Uitdaging
Wat is een stoffelijk bijvoeglijk naamwoord en hoe spel je zo'n woord?
Methode
Het bijvoeglijk naamwoord gebruikt om een iets te zeggen over een ander woord, namelijk over een zelfstandig naamwoord. Dat zijn woorden zoals fiets, boom, huis en jongen.
Als je bijvoorbeeld wilt zeggen dat je fiets mooi is, dan kun je zeggen: mijn mooie fiets. Met het bijvoeglijk naamwoord mooie zeg je dan iets over je fiets (het zelfstandig naamwoord).
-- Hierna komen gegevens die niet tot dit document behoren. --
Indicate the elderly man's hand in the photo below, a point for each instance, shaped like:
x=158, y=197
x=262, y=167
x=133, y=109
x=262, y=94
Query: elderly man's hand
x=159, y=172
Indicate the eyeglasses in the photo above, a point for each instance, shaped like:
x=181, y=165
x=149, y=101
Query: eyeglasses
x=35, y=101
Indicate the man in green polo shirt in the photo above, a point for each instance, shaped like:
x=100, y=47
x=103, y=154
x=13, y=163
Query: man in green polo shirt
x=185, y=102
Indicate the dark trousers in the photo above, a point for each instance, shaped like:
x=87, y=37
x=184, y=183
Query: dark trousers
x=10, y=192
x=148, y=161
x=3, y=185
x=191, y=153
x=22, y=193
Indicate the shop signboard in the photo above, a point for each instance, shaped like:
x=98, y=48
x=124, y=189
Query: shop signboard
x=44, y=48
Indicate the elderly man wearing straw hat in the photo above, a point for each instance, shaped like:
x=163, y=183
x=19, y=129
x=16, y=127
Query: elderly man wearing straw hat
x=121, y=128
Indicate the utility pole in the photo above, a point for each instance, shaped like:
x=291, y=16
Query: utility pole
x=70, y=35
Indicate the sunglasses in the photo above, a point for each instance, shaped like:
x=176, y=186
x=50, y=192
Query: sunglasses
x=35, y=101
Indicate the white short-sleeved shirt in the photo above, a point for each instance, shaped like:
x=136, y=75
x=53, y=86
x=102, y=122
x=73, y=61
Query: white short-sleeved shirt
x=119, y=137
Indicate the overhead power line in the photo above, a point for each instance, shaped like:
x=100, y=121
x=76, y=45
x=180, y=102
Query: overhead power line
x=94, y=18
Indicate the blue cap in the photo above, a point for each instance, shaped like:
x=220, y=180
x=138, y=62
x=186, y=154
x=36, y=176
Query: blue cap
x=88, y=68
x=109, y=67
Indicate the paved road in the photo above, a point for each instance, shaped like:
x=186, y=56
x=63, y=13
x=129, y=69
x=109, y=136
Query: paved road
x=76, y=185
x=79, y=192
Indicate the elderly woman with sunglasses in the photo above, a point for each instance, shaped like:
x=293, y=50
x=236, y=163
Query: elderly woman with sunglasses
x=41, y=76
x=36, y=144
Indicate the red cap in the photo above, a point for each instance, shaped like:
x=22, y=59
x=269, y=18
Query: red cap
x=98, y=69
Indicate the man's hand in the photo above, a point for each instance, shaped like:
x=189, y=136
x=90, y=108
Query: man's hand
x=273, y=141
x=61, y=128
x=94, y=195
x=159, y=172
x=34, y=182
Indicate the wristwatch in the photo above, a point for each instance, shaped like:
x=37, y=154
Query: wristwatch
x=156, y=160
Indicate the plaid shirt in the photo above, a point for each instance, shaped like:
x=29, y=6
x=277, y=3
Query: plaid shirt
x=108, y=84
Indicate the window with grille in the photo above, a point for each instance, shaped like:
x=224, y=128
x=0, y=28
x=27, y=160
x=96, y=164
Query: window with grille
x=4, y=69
Er zijn ook stoffelijke bijvoeglijke naamwoorden. Deze woorden vertellen je van welk materiaal iets gemaakt is. Deze stoffelijke bijvoeglijke naamwoorden eindigen bijna altijd op -en. Kijk maar naar de volgende voorbeelden:
de ijzeren pan
de houten plank
de wollen trui
In enkele gevallen eindigt het stoffelijk bijvoeglijk naamwoord niet op -en:
de plastic zak
de aluminium plaat
de suéde schoenen
Om te checken of het gaat om een stoffelijk bijvoeglijk naamwoord (dus of je er -en achter moet zetten), kun je kijken of je in de langere vorm ‘van’ voor het woord kunt zetten.